Streaming SQL: Real-Time Analytics Approaches

Streaming SQL: Real-Time Analytics Approaches

Simor Consulting | 17 Aug, 2024 | 08 Mins read

Streaming SQL: Real-Time Analytics Approaches

Batch processing can’t deliver insights fast enough for many use cases. Streaming SQL extends SQL semantics to continuous queries over unbounded data streams, combining familiar SQL with real-time processing.

This article covers streaming SQL concepts, frameworks, and implementation patterns.
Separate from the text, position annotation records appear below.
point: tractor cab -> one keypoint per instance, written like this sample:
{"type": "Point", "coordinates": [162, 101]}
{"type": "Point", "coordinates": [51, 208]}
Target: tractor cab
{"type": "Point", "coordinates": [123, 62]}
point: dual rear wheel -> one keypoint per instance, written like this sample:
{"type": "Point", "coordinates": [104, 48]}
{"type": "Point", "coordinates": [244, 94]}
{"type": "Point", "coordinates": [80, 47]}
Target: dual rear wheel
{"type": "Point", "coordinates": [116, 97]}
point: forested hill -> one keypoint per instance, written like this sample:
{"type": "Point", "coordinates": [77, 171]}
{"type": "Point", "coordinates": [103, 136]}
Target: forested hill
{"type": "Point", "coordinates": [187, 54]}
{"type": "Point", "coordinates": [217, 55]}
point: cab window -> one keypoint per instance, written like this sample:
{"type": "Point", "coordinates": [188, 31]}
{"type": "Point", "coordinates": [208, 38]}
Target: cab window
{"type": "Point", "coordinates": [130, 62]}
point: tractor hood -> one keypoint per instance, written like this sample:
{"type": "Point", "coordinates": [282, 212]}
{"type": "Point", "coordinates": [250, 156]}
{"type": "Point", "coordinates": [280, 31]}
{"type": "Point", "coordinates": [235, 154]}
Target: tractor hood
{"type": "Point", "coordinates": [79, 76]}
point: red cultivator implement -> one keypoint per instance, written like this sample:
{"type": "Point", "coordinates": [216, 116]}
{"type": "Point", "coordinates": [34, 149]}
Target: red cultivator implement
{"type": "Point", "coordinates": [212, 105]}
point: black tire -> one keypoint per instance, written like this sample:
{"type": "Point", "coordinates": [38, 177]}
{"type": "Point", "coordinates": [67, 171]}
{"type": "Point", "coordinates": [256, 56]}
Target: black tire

The Evolution from Batch to Stream Processing

Traditional Batch Processing

Traditionally, data analytics has followed a batch processing model:

  1. Data is collected over a period
  2. Processing is triggered at scheduled intervals
  3. Results are generated based on the entire dataset
  4. Insights are delivered with significant lag time
-- Traditional batch SQL query
SELECT
  product_id,
  COUNT(*) as purchase_count,
  SUM(amount) as total_revenue
FROM purchases
WHERE purchase_time >= '2024-08-01' AND purchase_time < '2024-08-02'
GROUP BY product_id
ORDER BY total_revenue DESC
LIMIT 10;

This approach works well for historical analysis but falls short when timely insights are required.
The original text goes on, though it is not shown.